Einer der regierungsnahen Publizisten forderte gestern mit einem Artikel unter dem Titel „Eine lebenswichtige Erinnerung vor der Entscheidung über die Leutnants“ geradezu ihre Entlassung. Seine Vorwürfe lauten wie folgt:

- Ebru Eroğlu und ihre Freunde hätten trotz Verbots diese „Piratenaktion“ durchgeführt und politische Botschaften gesendet wie: „Der bei der offiziellen Zeremonie geleistete Eid ist nicht unser Eid. Wir halten uns nicht daran, und das ist unser offizieller Zeremonieeid. Wenn ihr es nicht erlaubt, organisieren wir uns so, lassen die Säbel wie eine Schwert-Schild-Truppe klappern, lesen den Eid, dessen Lesen ihr verboten habt, und geben die nötige Botschaft ab.“

- Ebru Eroğlu habe gelogen, indem sie sagte: „Der erteilte Befehl galt für die Zeremonie. Es gab keinen Befehl für die Zeit nach der Zeremonie.“ Denn egal ob vor, während oder nach der Zeremonie, die Anweisung sei eindeutig gewesen. Zudem habe sie ihren Vorgesetzten nicht gefragt: „Dürfen wir diesen Eid nach der Zeremonie leisten?“ Außerdem, woher hätte ihr Vorgesetzter wissen sollen, was Eroğlu im Sinn hatte und welche organisierte Aktion sie mit ihren Freunden plante? Kurz gesagt: Eroğlus Worte seien ein Vorwand für diese organisierte politische Demonstration und ein Hohn auf den Verstand und die Vernunft der Entscheidungsträger...

- Ebru Eroğlu und ihre Begleiter hätten uns diesen „parallelen Eid“, der nach dem 15. Juli abgeschafft wurde, direkt ins Gesicht gedrückt. Daher sei der „Herd des Propheten“ kein „Ocakbaşı“ (Grillrestaurant)!..

Als Antwort darauf sagen wir nur Folgendes:

- Die Leutnants sagten nicht: „Der bei der offiziellen Zeremonie geleistete Eid ist nicht unser Eid“, sondern hinterfragten, warum der Eid, den sie beim Eintritt in die Schule geleistet hatten, ein zweites Mal wiederholt wurde.

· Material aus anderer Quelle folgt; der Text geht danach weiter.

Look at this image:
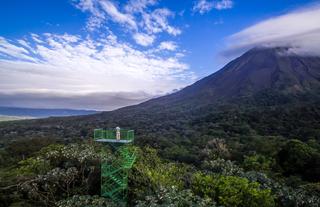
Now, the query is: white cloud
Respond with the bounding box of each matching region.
[224,5,320,56]
[141,8,181,36]
[159,41,178,51]
[74,0,182,46]
[214,0,233,10]
[125,0,157,13]
[193,0,233,14]
[133,33,155,46]
[0,33,194,109]
[99,0,137,30]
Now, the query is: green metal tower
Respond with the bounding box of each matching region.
[94,127,136,205]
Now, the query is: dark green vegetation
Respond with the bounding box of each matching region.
[0,48,320,207]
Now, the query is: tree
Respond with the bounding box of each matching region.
[278,139,320,181]
[192,173,275,207]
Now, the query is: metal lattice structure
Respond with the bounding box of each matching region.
[94,127,136,205]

- Der sogenannte „parallele Eid“, der Offizierseid, wurde nicht nach dem 15. Juli, sondern bis zu seiner Streichung aus der Richtlinie im März 2023 in Anwesenheit von Erdoğan sowie bei den Feiern der Leutnants untereinander vor den Abschlussfeiern 2023 und 2024 gelesen. Zudem hat das Verteidigungsministerium selbst mehrfach erklärt, dass es inhaltlich kein Problem mit dem Offizierseid gebe.

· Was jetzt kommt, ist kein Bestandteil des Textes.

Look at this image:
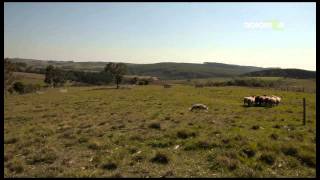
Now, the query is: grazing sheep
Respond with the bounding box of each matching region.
[265,96,277,107]
[255,95,268,106]
[189,104,209,111]
[243,96,256,106]
[271,95,281,106]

- Wenn der von den Vorgesetzten erteilte Befehl nicht nur die offizielle Zeremonie, sondern auch die Zeit davor und danach umfasst; warum war es dann kein Problem, dass die Leutnants diesen Eid eine Nacht zuvor lasen? Außerdem, warum wurden die Vorgesetzten während des Untersuchungsprozesses gefragt, ob sie Befehle für die Zeit nach der Zeremonie erteilt hätten, und warum wurde auch die Entlassung dieser Vorgesetzten aus der TSK gefordert?

Fügen wir noch hinzu:

Die Leutnants hätten durch das Lesen des aus der Richtlinie gestrichenen Eides „Disziplinlosigkeit“ begangen und sogar „politische Botschaften gesendet“, nicht wahr?

Letzte Woche schrieben wir, dass den Leutnants bei der offiziellen Zeremonie der Marsch „Jahrhundert der Türkei“ vorgespielt wurde, der nicht in der Richtlinie steht.

Wir haben das Thema etwas weiter recherchiert.

Niemand weiß, wann, wie und auf wessen Befehl dieser Marsch in das Programm der Abschlussfeier aufgenommen wurde. Keiner der Vorgesetzten, die das Lesen des Offizierseides mit der Begründung „Es könnten politische Konsequenzen gezogen werden“ verboten haben, hat Einspruch gegen den Marsch „Jahrhundert der Türkei“ erhoben oder gesagt: „Er steht nicht in der Richtlinie.“ Nur einige Leutnants erinnerten daran, dass der Marsch „Jahrhundert der Türkei“ auch im Programm einer politischen Partei vorkomme, aber letztendlich befolgten sie den erteilten Befehl und sangen diesen Marsch sowohl bei den Proben als auch bei der Abschlussfeier.

GAB ES WIDERSTAND GEGEN DIE ENTLASSUNG?

Was ist mit dem Schicksal der Leutnants?

Den Behauptungen in den Kulissen zufolge lautet die Entscheidung des Hohen Disziplinarausschusses des Kommandos der Landstreitkräfte leider auf Entlassung der Leutnants.

Es ist nicht bekannt, ob sich an dieser Entscheidung in der Phase der Genehmigung durch Verteidigungsminister Yaşar Güler, der bereits mehrfach erklärt hat, die Leutnants hätten „Disziplinlosigkeit“ begangen, noch etwas ändern wird oder nicht; aber meine Frage ist:

Wenn der Hohe Disziplinarausschuss wie behauptet die Entlassungsentscheidung getroffen hat, gab es dann ein Mitglied oder Mitglieder, die dieser Entscheidung nicht zugestimmt haben?